憲二が寿子に誘われてピテカンに加入した高1の時からバンド解散までのふたりの恋を軸に、コンテストの全国優勝を目指す硬派なロックバンドとしての側面、メンバーの恋愛や学園生活、家を出てアパート暮らしをしている寿子の家族間の問題などを描いている。
これらに加えて、一話完結のドタバタギャグ展開の話もけっこう多いが、後半は進路問題に直面し、シリアスな話が多くなる。
卒業、ピテカン解散は既定の結末とはいえ、憲二が、漠然と希望していた大学進学とプロのミュージシャンへの道のどちらを選ぶか迷い悩んで決断し、新たな道へ踏み出すまでを描いた最終二十話あまりの構成と展開は巧みで、読み応えがあった。
ラスト数話、ピテカン解散コンサート半ばで”A Part of Your Life”を歌う憲二と寿子に、別れの場面がオーバーラップするクライマックスは、切ない。

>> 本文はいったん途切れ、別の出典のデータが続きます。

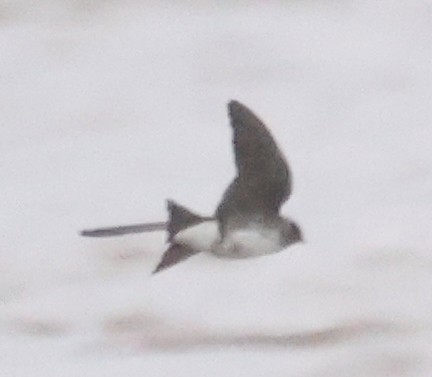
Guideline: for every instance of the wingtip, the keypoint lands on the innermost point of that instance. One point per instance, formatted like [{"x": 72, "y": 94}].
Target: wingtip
[{"x": 234, "y": 105}]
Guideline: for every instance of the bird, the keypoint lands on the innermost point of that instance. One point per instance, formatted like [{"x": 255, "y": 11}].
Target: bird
[{"x": 247, "y": 222}]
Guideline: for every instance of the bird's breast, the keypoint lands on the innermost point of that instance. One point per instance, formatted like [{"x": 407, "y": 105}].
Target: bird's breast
[{"x": 248, "y": 243}]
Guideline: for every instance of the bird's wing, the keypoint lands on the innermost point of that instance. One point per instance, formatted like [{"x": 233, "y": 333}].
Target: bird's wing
[
  {"x": 263, "y": 181},
  {"x": 173, "y": 255},
  {"x": 124, "y": 229}
]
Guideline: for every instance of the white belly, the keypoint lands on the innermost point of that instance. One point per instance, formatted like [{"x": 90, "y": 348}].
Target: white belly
[
  {"x": 200, "y": 237},
  {"x": 248, "y": 243},
  {"x": 241, "y": 243}
]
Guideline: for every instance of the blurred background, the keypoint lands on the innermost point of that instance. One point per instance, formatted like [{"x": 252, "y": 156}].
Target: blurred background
[{"x": 107, "y": 108}]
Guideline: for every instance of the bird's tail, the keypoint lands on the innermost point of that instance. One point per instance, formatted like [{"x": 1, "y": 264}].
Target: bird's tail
[
  {"x": 124, "y": 229},
  {"x": 180, "y": 218}
]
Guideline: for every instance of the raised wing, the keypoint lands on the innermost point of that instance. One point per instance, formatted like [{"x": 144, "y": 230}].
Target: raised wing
[{"x": 263, "y": 179}]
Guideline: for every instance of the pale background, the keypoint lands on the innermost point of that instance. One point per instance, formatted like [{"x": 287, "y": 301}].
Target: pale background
[{"x": 107, "y": 108}]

僕も歳をくったし、もう少し大人の目で読めるかと思ったのだが、今回全巻を読み通してみると、昔読んだ時と変わらず、やっぱり切なさの残るラストに変わりはなかった。
さて !!!
じつは、僕はこの「気分はグルービー」について、20数年ずーっと気になっていることがある。
このマンガを知らない人には、申しわけないけれど、ここからが、今日の本題なのだ。
気になっていることとは、主人公の憲二と寿子のその後である。
寿子は、憲二と同じ大学に進学してずっと一緒に居たかったのだけれど、プロのドラマーを目指す憲二の決意を変えさせることはできなかった。

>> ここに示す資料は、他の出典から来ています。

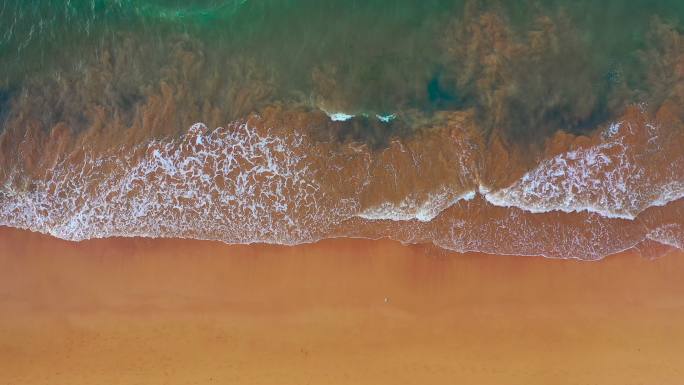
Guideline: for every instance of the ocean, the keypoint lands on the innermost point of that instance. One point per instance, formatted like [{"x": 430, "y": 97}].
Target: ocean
[{"x": 550, "y": 128}]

憲二は、ブルースシンガーの本間のおっちゃん、稲村と組んでバンドマンになるため、ふたりは涙の別れとなったのである。
その時、憲二と寿子は、再会の約束を交わしている。
最後の抱擁の後、「また会えるよね!? 会えるでしょ!?」と 寿子が憲二に尋ねる。
「ああ、いつかきっとな」そう約束して、憲二は走り出す。
そして、「わたし、待ってるからね! あなたが迎えにきてくれるの!」
「憲二!! わたし、待ってる!!」
と彼の背中に向かって叫ぶ寿子を振り返らず、「おう!」とだけ応え、走り去っていくのだ。
単行本の13巻(最終巻)の表紙カバーには、登場人物たちの何年後かの姿のイラストが描かれている。

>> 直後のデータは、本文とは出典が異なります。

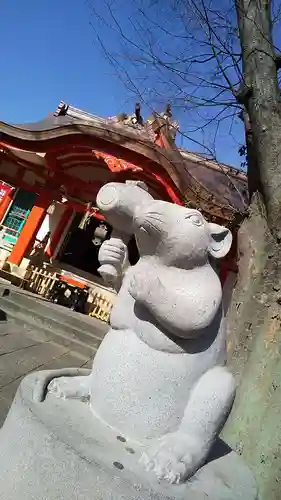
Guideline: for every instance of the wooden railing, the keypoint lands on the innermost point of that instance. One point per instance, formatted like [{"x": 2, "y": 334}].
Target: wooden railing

そこに描かれた寿子は、おなかの大きな妊婦で、姉の恵利さんとにこやかに言葉を交わして幸せそうである。
近いうちに生まれそうな感じだ。
寿子が幸せでよかった、とまずは安心する。
あの別れの時の約束が守られたのだ、と。
そう、ふつうに考えれば、これが妥当なふたりの将来だ。
が、すぐに、不思議な光景に気付く。
寿子の後ろに立っている憲二の様子が変なのだ。
腕組みして、不機嫌そうにそっぽを向いている。
そして、後ろから憲二の右肩に手を置き、「大丈夫?」という表情で彼に話し掛けているのは、大将の妹、麻美である。
これは、いったい何を意味するのだろう。
手前の方にひげ面をした稲村と、ウィスキーのスキットルのようなものを持ち、座り込んでとろんとした目付きの本間のおっちゃんがいる。
彼らの格好を見ていると、よくない想像が頭をめぐるのである。
憲二と稲村とおっちゃんの3人は、ミュージシャンとして全然成功していないのではないか、と。
憲二と麻美の会話が、
「ケンちゃん、だいじょーぶ? ヒサコと子ども養っていけるの?」
「よけーなお世話だ、ボケ!」
くらいならいいのだが。
なんとなく、考えたくない想像が頭の中をめぐるのだ。
手前側、寿子の隣で恵利さんの子どもにあっかんべーをしている男、大将が、ひょっとして寿子のパートナーになっているのではないか、という疑惑である。
寿子のおなかの子の父親は、大将なのか!?
この絵を眺めていると、充分に想像できそうなのだ。
浮草暮らしのバンドマンの憲二と、早稲田を出て裁判官?(になると本人は言っていた)になった大将とでは、現実的に考えれば、どちらを選ぶかは比べるべくもない。
もちろん、まず愛情があっての話だけれど、寿子も大将も大学時代を同じ東京で過ごしているし、もともとバンド仲間としてつきあいは長い。
いつのまにか自然に気持が通い合ったっておかしくない。
いつになったら自分を迎えに来るかわからない憲二より、いつも傍にいて、しかも生活力のある男と結婚しても何も悪くないし罪でもない。
大人になれば、愛だけで100%、ではやっていけなくなるのだ。
寿子の元ライバルだったお蝶さんは、彼女のことを「番だった」「とびきりトッポかった」と語っている。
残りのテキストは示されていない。